Notable is the fact that mid-caps, over lengthy holding periods, have outperformed both large- and small-caps. Alone, that could be a reason to evaluate some of the following mid-cap ETFs.
SPDR Portfolio S&P 400 Mid Cap ETF (SPMD)
The SPDR Portfolio S&P 400 Mid Cap ETF (SPMD) tracks the aforementioned S&P MidCap 400 Index, meaning it’s a mid-cap blend fund, providing exposure to both growth and value stocks. In other words, SPMD is a mid-cap core fund and that’s appealing for many advisors and investors.
“Plus, this broader coverage across the capitalization spectrum has historically improved returns without a discernible increase in volatility,” notes State Street’s Matthew Bartolini. “On a risk-adjusted basis across all styles, mid caps’ Sharpe and Sortino ratios were better than small caps’ ratios (considering 17.69% standard deviation for mid caps versus 19.12% for small caps). In the core, mid caps had similar Sharpe and Sortino ratios to large caps, with higher ratios for value.”
Adding to the allure of SPMD, State Street Global Advisors (SSGA) last month pared the fee on the fund to 0.03%, making it one of the least expensive mid-cap ETFs on the market.
Calvert US-Mid Cap Core Responsible Index ETF (CVMC)
The Calvert US-Mid Cap Core Responsible Index ETF (CVMC) is a new entrant to the mid-cap ETF fray, having debuted in January. It’s also one of a small number of funds in this category emphasizing environmental, social and governance (ESG) virtues.
While CVMC is a rookie mid-cap ETF, its ESG traits could support an argument for an elevated quality profile – one that’s appealing to long-term investors. Speaking of long-term, it is hard to ignore mid-caps’ track record on that front.
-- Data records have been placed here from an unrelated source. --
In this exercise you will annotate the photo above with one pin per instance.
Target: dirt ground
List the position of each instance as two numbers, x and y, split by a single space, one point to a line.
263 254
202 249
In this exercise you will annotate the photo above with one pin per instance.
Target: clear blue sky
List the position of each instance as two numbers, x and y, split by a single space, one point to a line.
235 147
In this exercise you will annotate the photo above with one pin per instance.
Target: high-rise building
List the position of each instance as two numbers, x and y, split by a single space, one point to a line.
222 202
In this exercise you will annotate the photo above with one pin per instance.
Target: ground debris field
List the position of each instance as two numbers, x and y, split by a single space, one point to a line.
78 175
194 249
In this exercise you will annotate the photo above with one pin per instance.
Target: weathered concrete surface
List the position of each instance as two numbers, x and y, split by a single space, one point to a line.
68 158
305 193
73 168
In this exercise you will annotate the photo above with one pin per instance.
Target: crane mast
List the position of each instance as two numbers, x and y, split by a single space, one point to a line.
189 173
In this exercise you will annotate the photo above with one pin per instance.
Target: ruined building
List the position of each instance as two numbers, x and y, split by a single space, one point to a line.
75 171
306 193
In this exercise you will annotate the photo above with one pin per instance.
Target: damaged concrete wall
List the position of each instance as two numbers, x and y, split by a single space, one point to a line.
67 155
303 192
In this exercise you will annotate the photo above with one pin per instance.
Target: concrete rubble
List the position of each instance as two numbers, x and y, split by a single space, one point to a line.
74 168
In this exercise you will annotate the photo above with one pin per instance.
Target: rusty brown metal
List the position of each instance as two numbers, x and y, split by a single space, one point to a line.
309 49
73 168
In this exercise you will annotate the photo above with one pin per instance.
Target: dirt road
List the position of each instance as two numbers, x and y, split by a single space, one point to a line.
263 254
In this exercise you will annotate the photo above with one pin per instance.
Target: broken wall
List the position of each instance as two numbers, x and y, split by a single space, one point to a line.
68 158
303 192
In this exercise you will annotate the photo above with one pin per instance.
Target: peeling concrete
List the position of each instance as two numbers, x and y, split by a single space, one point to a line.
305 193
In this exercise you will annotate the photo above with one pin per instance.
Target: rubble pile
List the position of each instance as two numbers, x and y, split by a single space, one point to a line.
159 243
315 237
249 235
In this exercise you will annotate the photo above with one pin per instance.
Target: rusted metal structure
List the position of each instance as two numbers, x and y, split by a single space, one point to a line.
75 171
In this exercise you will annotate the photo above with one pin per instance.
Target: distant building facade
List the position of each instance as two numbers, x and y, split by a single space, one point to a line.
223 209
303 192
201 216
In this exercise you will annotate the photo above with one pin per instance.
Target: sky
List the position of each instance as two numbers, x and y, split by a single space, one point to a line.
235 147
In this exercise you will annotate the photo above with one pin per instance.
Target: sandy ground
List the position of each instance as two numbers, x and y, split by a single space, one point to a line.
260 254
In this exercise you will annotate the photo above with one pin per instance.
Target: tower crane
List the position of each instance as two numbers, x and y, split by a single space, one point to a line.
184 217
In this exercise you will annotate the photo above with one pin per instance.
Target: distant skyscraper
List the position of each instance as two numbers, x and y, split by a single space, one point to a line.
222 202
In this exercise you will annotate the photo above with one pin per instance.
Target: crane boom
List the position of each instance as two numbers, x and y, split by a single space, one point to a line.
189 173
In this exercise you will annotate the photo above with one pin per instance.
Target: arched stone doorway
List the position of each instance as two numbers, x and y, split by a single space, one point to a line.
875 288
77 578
“Most people don’t know that midcap stocks have outperformed the more talked about small-cap stocks over the last five years, ten years, and since 1994. In fact, despite underperforming large-cap stocks, as defined by the S&P 500, over the previous five and ten years, midcap stocks have outperformed them over the long term!,” reported Bill Stone for Forbes.
American Century Mid Cap Growth Impact ETF (MID)
Like the aforementioned CVMC, the American Century Mid Cap Growth Impact ETF (MID) has a responsible investing mandate. The difference is MID is a mid-cap growth fund as it attempts to best Russell 1000 Mid-Cap Growth Index.
MID’s growth profile could drive long-term out-performance because while occasionally volatile, mid-cap growth stocks represent a compelling asset class for patient investors.
“Looking at annual total return from 2009, mid caps similarly outperformed over four out of the five years after the global financial crisis,” noted Dina Ting, head of global index portfolio management at Franklin Templeton. "Not only did they also perform well compared to the small-cap segment post-recession, but the cumulative returns from the start of 2000 through December 2022 show the Russell Midcap Index far outpaced the large-cap Russell 1000 Index with returns of 598% versus 334%."